Teach spamAssasin – amavis that a message is SPAM

Spamassassin is a powerful antispam tool. However, it consumes a lot of processing power, so a good idea is to install amavis. This is a lightweight Perl script that pre-scans emails and rejects many of them based on rules that you set up within the Amaviz configuration file.

NOTEThis page won’t attempt to teach you how to install and configure Spamassassin or Amavis. Other tutorials exist online. This tutorial is here to give you tips that you may not find elsewhere.

Spamassassin uses bayesian filters (think of this as a form of artificial intelligence) that can learn about what sort of emails are spam (bad) and what sort are ham (good). The key to this is a tool calledsa-learn which you run against mailbox files that either contain only ham or only spam emails. This allows Spamassassin to learn which emails you think are spam. Spamassassin uses several files to store this information, kept in a hidden directory (.spamassassin) for each mail user.

To teach Spamassassin about spam, you pass the –-spam paramter to sa-learn. For ham, the parameter is –-ham.

In the examples below we will assume that Spamassassin is running under the user account spamd and that a mailbox file (in the mbox format common with IMAP servers) that contains only sample spam emails is called Junk and is in the /tmp directory.
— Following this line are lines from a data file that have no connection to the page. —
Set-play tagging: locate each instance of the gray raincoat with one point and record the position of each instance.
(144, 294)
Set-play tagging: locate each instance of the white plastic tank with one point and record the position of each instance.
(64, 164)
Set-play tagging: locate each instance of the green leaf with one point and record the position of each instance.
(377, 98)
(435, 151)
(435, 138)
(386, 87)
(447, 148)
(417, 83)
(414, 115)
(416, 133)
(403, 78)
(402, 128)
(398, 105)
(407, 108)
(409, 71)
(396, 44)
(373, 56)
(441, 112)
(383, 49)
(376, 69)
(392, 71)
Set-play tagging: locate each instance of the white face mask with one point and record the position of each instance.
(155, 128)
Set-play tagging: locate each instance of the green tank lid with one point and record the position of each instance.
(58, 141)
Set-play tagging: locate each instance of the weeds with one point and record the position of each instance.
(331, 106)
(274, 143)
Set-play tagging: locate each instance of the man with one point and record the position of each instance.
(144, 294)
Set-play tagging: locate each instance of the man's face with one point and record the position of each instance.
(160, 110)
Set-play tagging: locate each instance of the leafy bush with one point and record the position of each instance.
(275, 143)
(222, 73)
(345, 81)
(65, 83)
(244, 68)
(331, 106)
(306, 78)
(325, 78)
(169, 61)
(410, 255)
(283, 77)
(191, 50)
Tip 1: Spamassassin with amavis uses the .spamassassin directory in the Amavis working directory (usually /var/spool/amavis). Therefore when you are teaching Spamassassin called by Amavis, you need to use the –dbpath parameter. E.g.:

sa-learn –dbpath /var/spool/amavis/.spamassassin –mbox –spam -u spamd /tmp/Junk

sa-learn will look at the emails and will teach Spamassassin that the emails are spam. However, Spamassassin needs to be told to reload its bayesian knowledge files in order to gain this new-found knowledge.

Tip 2: After running sa-learn, issue a kill -HUP to the spamd parent process to force a reload of the bayesian knowledge base. E.g.:

kill -HUP `cat /var/run/spamd.pid`

In very active system the spam flies in quickly filling the Junk file. This can slow down the sa-learn processing dramatically so a good idea is to clear it down. A common way in Linux to truncate a file is to issue a command such as:

> /tmp/Junk

However, for some IMAP servers, this can produce some nasty lockups in client email software when the mail user tries to add spam emails to the folder.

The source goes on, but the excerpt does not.